In order to be inducted into the Army Deployment Force, aspiring soldiers are required to complete the grueling 21-week long Combat Qualification Course (CQC). The course trains and equips ADF troopers with key capabilities enabling them to respond to any threat or peacetime contingency quickly and effectively, it also serves to test the physical and mental readiness of trainees before they are posted to the ADF's operational companies.

The course covers a range of skillsets such as weapon proficiency, unarmed combat, conventional warfare, urban operations, fast-roping and rappelling, Peacetime Contingency Operations (PTCO), as well as Peace Support and Humanitarian Aid and Disaster Response (HADR) operations.
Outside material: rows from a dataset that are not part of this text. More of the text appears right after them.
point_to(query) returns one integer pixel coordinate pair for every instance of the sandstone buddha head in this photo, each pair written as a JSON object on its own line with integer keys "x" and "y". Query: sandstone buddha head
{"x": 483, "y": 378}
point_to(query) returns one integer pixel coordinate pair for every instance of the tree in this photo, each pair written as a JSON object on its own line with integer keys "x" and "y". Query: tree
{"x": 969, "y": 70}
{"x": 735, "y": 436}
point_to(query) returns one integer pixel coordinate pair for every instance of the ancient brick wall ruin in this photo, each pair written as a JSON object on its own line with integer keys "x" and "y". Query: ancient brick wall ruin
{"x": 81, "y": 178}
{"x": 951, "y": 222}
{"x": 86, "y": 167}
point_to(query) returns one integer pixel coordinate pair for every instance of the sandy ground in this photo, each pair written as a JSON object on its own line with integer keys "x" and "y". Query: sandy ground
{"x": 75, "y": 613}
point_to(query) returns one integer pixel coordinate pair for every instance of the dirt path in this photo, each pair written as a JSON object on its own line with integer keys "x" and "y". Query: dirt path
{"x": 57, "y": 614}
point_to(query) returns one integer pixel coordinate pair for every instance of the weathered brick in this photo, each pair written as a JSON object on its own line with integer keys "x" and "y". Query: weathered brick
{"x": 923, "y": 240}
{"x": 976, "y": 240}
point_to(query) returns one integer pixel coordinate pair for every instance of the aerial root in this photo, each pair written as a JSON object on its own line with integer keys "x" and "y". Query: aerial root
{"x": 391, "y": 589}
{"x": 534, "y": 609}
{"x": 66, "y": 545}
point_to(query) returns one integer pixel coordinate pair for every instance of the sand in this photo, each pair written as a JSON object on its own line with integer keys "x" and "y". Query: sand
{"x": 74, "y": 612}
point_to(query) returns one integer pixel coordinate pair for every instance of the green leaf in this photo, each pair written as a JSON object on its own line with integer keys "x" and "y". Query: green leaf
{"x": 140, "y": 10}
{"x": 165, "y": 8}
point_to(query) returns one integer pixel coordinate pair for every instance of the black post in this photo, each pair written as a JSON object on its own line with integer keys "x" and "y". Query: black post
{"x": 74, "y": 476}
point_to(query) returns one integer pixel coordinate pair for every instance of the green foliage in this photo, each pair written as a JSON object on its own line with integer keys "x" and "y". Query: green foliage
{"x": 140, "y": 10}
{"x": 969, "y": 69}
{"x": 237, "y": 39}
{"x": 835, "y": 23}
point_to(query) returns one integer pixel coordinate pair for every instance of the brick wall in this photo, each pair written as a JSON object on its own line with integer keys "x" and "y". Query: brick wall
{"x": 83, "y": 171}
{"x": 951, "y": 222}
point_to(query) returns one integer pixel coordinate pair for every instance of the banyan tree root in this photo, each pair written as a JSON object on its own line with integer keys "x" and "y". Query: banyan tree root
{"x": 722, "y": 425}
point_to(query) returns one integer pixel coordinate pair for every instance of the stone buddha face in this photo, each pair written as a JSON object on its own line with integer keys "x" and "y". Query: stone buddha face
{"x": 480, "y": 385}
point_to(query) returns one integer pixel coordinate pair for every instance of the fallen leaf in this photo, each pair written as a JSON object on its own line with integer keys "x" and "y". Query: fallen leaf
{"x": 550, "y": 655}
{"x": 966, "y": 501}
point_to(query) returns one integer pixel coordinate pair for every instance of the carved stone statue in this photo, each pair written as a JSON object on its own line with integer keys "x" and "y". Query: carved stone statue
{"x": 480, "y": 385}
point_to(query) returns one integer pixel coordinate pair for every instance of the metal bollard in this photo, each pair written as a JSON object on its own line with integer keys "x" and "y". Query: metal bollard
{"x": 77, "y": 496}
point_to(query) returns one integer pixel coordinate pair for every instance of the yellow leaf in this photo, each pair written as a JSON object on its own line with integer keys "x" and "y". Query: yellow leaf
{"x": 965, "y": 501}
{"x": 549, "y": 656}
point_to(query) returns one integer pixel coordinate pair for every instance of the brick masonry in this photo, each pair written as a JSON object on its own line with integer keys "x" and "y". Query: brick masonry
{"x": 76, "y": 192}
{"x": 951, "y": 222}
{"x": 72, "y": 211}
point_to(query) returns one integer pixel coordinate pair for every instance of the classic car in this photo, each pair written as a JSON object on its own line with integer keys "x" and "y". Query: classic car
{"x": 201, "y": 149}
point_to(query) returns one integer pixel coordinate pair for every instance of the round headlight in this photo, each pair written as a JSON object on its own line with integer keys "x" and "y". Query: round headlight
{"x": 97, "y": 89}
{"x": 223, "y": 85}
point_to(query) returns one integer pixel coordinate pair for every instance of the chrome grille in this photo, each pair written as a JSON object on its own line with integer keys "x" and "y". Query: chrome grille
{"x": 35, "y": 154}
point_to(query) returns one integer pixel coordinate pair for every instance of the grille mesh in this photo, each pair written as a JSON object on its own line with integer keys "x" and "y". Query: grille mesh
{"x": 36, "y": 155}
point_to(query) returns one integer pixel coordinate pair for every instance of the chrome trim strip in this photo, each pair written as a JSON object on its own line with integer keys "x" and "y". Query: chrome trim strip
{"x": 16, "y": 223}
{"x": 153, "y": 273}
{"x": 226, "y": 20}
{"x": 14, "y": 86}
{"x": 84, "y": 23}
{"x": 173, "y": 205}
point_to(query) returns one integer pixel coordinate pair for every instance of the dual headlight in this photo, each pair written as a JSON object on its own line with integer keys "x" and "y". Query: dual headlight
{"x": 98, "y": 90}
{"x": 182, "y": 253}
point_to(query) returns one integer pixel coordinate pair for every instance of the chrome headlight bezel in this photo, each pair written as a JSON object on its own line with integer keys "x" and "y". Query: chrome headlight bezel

As part of their graduation criteria, trainees are required to complete a 10km march in 90 minutes, a warrior competition that tests their combat fitness and weapon competency, and an 18-hour finale exercise.

=== Overseas Training ===
Operationally ready soldiers in ADF also frequently takes part in various bilateral military exercises and multinational military exercises, which emphasizes strengthening relationships within the Indo-Pacific region, including enhancing military capabilities, interoperability, with partner nation military forces in the region.

==Equipment==

ADF troopers performing a squad level attack drill as part of Exercise Valiant Mark 2016 jointly conducted with the US Marines

Some of the equipment that the ADF utilize but not limited by include:

- Peacekeeper Protected Response Vehicle (PRV)
- SAR 21 Variants
  - SAR 21 MMS Carbine
  - SAR 21 M203
  - SAR 21 Sharpshooter
- SIG Sauer P226
- Heckler & Koch P30LS
- Remington 870 MCS
- Milkor MGL
- Colt IAR6940E-SG
- FN MAG
- Taser

Other than weapons, ADF also uses the Water Purification Units (WPU) trucks and Protected Light Utility Vehicles (PLUVs). ADF's equipment varies depending on their tasks and mission.